What are some examples of bad redundancy in a programming language?
Redundancy isn’t always good. In C, for example, source code is divided up into header files and implementation files. The declarations are reproduced in both. The problem with this redundancy is that the copies are literally copied text — an error in one is simply copied to the other, giving no value to the redundancy. A useful redundancy needs to be independent.
Another example is declaring temporaries:
int a, b; ... int tmp = a + b;
At first glance, this looks like a good redundancy.
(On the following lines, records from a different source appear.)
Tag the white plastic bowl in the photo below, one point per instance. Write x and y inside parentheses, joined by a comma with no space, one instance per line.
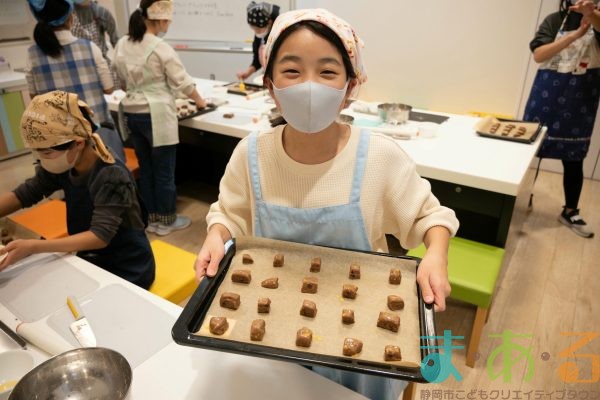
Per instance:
(14,364)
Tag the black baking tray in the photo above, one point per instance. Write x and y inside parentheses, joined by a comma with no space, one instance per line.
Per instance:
(513,139)
(233,88)
(193,314)
(200,111)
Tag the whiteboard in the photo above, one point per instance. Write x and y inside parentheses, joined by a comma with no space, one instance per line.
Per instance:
(13,12)
(210,20)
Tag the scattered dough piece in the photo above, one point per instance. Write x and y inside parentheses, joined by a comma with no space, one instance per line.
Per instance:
(392,353)
(304,337)
(278,260)
(310,285)
(264,305)
(241,276)
(218,325)
(352,346)
(347,316)
(257,330)
(389,321)
(349,291)
(230,300)
(354,271)
(270,283)
(395,302)
(308,309)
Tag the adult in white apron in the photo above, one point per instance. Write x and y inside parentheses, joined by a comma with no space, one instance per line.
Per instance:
(151,71)
(288,186)
(565,94)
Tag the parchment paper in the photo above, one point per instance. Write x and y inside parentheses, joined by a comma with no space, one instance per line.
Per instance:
(485,124)
(284,320)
It’s checking that the type of tmp is int. But no, it isn’t checking the type, it’s forcing the type to be int, and converting the initializer (a+b) to be int. This can result in problems if a and b are redeclared as some other type, like unsigned or float. To solve this problem, the D programming language has introduced auto to have tmp declared as the type of (a+b):
auto tmp = a + b;
The auto storage class is also slated for inclusion into the future C++0x Standard.
What are some examples of lack of redundancy in a programming language?
A common case is the syntactic ambiguity between declarations and expressions in C++. For example:
T * P;
Is that a declaration of P as a pointer to T, or is it multiplying T and P? A little redundancy would go a long way here.
There’s the overloaded use of < and > to denote template argument lists in C++. What does:
a<b>c;
mean? The consequence of this lack of redundancy is notoriously obtuse error messages as the compiler has too little to guide it in guessing at what the user’s intent is.
C++ has added some keywords, like typename, and some productions, like ->template, to add redundancy and so improve error checking and diagnostics.
You can get a feel for where redundancy in a language is lacking by looking at warning diagnostics the compiler implementors tend to add over time. For the designer of a new language, common warnings are a rich source of inspiration for improvements.
Conclusion
Many programming language designers mistakenly assume that removing redundancy makes programmers more productive. This is exhibited with small benchmarks showing how terse they are, with the implication that terseness makes a language powerful and expressive. And this does work great for small programs, such as scripts that are only a few lines long. But it doesn’t scale well, and this rapidly becomes apparent as the source code gets larger and larger.
Well—designed redundancy can, however, dramatically improve productivity with its ability to uncover errors early in the development process. Redundancy not only helps find errors, it helps produce better error messages, and helps the maintenance programmer in understanding the intent of the code.
The trick, of course, is figuring out which redundancies are good, and which aren’t.